Deploy Nvidia Triton Inference Server with MinIO as Model Store

This tutorial is the latest part of a series where we build an end-to-end stack to perform machine learning inference at the edge. In the previous part of this tutorial series, we installed the MinIO object storage service on SUSE Rancher’s RKE2 Kubernetes distribution. We will extend that use case further by deploying Nvidia Triton Inference Server that treats the MinIO tenant as a model store.
By the end of this tutorial, we will have a fully configured model server and registry ready for inference.
Step 1 — Populate the MinIO Model Store with Sample Models
Before deploying the model server, we need to have the model store or repository populated with a few models.
Start by cloning the Triton Inference Server GitHub repository.
git clone https://github.com/triton-inference-server/server.git
We will now run a shell script to download the models to the local filesystem, after which we will upload them to a MinIO bucket.
Run the ./fetch_models.sh
script available at server/docs/examples
directory.
Wait for all the models to get downloaded in the model_repository
directory. It may take a few minutes, depending on your Internet connection.
Let’s use the MinIO CLI to upload the models from the model_repository
directory to the models
bucket. The bucket was created within the model-registry tenant created in the last tutorial.
Run the command from the model_repository
directory to copy the files to the bucket.

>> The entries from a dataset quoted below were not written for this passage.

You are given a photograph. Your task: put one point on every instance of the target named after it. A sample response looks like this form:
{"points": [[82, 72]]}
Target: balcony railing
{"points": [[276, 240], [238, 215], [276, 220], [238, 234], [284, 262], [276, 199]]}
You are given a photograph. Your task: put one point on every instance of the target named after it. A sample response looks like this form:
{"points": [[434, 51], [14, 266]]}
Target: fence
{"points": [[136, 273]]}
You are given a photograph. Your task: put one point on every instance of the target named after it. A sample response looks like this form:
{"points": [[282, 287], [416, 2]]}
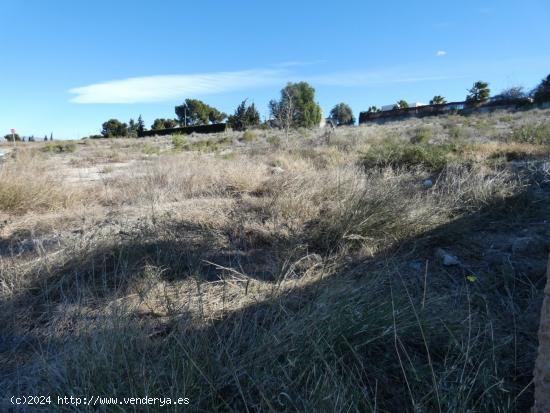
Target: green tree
{"points": [[401, 104], [479, 92], [438, 100], [542, 91], [196, 112], [140, 126], [297, 106], [515, 92], [10, 137], [132, 128], [244, 117], [342, 114], [114, 128], [161, 123]]}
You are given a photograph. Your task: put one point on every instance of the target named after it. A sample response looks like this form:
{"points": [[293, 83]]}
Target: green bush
{"points": [[149, 149], [179, 141], [535, 134], [59, 147], [422, 134], [248, 136]]}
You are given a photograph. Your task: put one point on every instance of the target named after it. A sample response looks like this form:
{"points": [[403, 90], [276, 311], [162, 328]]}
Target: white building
{"points": [[385, 108]]}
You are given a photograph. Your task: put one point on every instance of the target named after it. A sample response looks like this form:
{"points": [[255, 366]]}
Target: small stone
{"points": [[447, 258], [416, 265]]}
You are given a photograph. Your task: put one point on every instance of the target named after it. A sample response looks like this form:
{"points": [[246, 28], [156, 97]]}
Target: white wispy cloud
{"points": [[168, 87], [163, 88]]}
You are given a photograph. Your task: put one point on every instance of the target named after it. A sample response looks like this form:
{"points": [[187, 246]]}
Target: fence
{"points": [[214, 128]]}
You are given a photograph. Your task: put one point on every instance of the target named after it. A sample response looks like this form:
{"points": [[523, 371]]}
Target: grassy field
{"points": [[382, 268]]}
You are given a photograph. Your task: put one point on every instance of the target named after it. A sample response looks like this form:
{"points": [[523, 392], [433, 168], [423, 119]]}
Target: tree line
{"points": [[296, 107]]}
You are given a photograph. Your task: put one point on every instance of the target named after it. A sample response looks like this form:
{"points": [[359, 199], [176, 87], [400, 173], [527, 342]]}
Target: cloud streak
{"points": [[149, 89], [168, 87]]}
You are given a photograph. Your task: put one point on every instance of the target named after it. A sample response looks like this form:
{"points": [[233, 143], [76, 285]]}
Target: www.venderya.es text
{"points": [[27, 400]]}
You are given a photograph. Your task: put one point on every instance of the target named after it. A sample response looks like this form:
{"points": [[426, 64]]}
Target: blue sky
{"points": [[67, 66]]}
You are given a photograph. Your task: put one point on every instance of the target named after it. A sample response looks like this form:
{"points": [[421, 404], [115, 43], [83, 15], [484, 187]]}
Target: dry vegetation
{"points": [[251, 272]]}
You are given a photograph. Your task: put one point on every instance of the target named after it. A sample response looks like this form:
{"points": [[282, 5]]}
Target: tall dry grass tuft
{"points": [[29, 183]]}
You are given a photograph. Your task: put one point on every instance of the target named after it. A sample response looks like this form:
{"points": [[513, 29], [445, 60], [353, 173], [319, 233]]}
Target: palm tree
{"points": [[438, 100]]}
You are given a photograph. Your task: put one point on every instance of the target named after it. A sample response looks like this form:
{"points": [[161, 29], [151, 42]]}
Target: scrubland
{"points": [[260, 272]]}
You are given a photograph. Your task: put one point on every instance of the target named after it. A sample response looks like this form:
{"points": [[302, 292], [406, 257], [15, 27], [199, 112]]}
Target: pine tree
{"points": [[140, 126], [542, 92]]}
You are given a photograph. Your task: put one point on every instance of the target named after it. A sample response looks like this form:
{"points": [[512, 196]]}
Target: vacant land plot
{"points": [[394, 267]]}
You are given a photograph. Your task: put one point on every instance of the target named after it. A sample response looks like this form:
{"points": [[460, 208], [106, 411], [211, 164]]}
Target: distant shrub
{"points": [[457, 132], [406, 155], [422, 134], [274, 140], [179, 141], [248, 136], [149, 149], [534, 134], [208, 145], [59, 147]]}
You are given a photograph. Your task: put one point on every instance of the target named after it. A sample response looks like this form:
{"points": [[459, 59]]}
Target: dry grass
{"points": [[266, 275]]}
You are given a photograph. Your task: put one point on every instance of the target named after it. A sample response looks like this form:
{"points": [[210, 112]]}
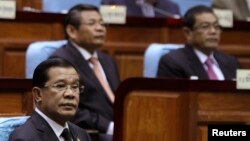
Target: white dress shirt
{"points": [[87, 55], [57, 128]]}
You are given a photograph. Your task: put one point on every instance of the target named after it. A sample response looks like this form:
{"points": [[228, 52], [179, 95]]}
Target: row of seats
{"points": [[40, 51]]}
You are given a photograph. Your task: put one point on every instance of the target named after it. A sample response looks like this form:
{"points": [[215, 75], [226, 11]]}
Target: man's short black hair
{"points": [[73, 15], [189, 17], [40, 76]]}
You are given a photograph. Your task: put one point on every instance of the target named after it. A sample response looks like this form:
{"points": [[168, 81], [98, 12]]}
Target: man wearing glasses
{"points": [[56, 90], [86, 32], [199, 59]]}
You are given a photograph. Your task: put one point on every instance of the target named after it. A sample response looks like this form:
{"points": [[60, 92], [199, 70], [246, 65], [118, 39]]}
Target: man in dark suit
{"points": [[85, 31], [202, 31], [56, 90], [148, 8]]}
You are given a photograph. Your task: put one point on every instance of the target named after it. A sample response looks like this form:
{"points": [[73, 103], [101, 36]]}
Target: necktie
{"points": [[98, 73], [210, 71], [66, 135]]}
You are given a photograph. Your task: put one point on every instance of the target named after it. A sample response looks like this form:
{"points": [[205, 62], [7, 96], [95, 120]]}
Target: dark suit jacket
{"points": [[37, 129], [134, 10], [95, 108], [183, 63]]}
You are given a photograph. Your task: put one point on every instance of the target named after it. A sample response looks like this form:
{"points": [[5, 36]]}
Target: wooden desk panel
{"points": [[126, 43], [210, 102]]}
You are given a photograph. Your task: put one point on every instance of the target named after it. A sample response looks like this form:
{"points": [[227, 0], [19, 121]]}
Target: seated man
{"points": [[86, 32], [56, 90], [199, 58]]}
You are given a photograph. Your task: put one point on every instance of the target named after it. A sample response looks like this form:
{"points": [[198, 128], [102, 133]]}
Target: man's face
{"points": [[206, 31], [91, 31], [60, 95]]}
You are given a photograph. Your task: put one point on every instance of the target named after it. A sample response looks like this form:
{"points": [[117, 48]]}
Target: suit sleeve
{"points": [[91, 120]]}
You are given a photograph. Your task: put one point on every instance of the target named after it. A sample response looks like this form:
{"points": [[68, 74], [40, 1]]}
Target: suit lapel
{"points": [[43, 127], [222, 65], [84, 69], [82, 65], [195, 63], [108, 70]]}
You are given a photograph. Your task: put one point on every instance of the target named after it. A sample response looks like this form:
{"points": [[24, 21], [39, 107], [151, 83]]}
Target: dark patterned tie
{"points": [[98, 73], [66, 135], [210, 71]]}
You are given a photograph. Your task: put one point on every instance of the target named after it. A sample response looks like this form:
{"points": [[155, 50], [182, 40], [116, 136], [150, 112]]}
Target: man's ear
{"points": [[188, 33], [37, 94], [71, 31]]}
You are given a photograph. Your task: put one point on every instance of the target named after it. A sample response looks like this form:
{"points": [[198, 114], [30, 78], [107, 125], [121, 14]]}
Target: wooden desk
{"points": [[126, 43], [149, 109], [15, 97]]}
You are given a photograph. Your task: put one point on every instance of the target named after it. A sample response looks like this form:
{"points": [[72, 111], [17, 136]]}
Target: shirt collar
{"points": [[57, 128], [203, 57], [86, 54]]}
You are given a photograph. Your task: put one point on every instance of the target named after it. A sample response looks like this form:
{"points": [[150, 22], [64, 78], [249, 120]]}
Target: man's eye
{"points": [[75, 86], [60, 86]]}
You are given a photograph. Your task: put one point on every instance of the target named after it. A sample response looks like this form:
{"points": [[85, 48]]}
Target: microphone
{"points": [[158, 10]]}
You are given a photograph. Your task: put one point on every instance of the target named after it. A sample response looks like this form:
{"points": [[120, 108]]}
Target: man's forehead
{"points": [[90, 14], [206, 17], [55, 72]]}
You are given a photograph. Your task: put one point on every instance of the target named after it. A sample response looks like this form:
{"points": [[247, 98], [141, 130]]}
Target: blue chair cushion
{"points": [[38, 52], [8, 124], [152, 57]]}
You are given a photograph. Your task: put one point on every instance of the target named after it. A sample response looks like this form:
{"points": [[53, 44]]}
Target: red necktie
{"points": [[210, 71], [99, 75]]}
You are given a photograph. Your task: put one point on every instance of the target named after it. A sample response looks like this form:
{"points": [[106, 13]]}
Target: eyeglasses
{"points": [[62, 87], [94, 23], [208, 26]]}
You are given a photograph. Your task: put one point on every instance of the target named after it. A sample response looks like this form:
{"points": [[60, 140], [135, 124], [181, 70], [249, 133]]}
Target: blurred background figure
{"points": [[62, 6], [200, 57], [148, 8], [240, 8]]}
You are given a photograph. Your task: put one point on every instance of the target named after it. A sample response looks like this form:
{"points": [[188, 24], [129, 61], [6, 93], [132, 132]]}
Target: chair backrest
{"points": [[38, 52], [8, 124], [152, 57]]}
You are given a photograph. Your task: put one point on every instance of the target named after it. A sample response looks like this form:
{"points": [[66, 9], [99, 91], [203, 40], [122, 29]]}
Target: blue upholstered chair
{"points": [[152, 57], [8, 124], [38, 52]]}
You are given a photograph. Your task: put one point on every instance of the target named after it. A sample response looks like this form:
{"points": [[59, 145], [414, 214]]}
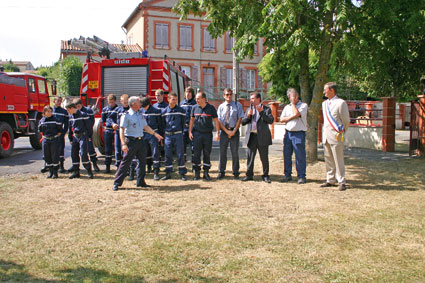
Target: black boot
{"points": [[61, 168], [44, 169], [75, 174], [166, 177], [89, 173], [156, 174], [206, 175], [95, 167], [197, 175], [55, 172], [50, 172], [131, 174]]}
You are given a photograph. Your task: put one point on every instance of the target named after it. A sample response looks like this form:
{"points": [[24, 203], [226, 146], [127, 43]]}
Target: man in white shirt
{"points": [[294, 115], [336, 121]]}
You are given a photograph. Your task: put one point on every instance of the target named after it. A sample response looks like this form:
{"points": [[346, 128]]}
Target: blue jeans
{"points": [[294, 142]]}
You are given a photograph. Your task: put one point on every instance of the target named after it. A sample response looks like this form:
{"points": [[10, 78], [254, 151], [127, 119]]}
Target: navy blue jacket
{"points": [[79, 123], [110, 116], [90, 114], [154, 118], [173, 119], [50, 127], [62, 116], [161, 105], [121, 110], [187, 105]]}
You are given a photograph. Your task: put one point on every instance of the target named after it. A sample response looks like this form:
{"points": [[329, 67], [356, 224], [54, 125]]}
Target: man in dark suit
{"points": [[258, 136]]}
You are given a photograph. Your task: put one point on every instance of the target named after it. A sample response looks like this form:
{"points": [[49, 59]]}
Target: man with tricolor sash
{"points": [[336, 122]]}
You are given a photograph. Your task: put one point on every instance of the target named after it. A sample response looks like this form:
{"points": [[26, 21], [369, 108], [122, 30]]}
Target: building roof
{"points": [[67, 46]]}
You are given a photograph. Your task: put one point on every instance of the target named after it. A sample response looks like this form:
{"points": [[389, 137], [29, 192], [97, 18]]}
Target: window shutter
{"points": [[223, 76]]}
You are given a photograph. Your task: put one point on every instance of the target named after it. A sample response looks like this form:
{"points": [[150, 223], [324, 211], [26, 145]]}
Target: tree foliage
{"points": [[10, 67], [299, 35], [385, 53], [69, 79]]}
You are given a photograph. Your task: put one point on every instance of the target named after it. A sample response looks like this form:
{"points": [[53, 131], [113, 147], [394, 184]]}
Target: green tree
{"points": [[296, 33], [69, 78], [385, 53], [10, 67]]}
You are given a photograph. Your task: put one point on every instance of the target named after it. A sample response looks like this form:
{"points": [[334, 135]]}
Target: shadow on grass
{"points": [[12, 272], [188, 187], [404, 175]]}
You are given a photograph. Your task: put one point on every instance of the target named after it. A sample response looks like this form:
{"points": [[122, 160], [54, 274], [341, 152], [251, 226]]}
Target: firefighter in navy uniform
{"points": [[121, 110], [79, 131], [110, 118], [161, 104], [51, 129], [174, 118], [62, 116], [187, 104], [91, 150], [154, 120], [200, 132]]}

mc --insecure cp --recursive . model-registry/models
Check the uploads by visiting the MinIO Console. You should be able to see the directories copied to the models
bucket.
We are now ready to point NVIDIA Triton Inference Server to MinIO.
Step 2 — Deploy Triton Inference Server on RKE2
Triton expects Amazon S3 as the model store. To access the bucket, it needs a secret with the AWS credentials.
In our case, these credentials are essentially the MinIO tenant credentials saved from the last tutorial.
Create a namespace and the secret within that.
kubectl create ns model-server
kubectl create secret generic aws-credentials --from-literal=AWS_ACCESS_KEY_ID=admin --from-literal=AWS_SECRET_ACCESS_KEY=7c5c084d-9e8e-477b-9a2c-52bbf22db9af -n model-server
Don’t forget to replace the credentials with your values.
Now, create the deployment, service and apply them.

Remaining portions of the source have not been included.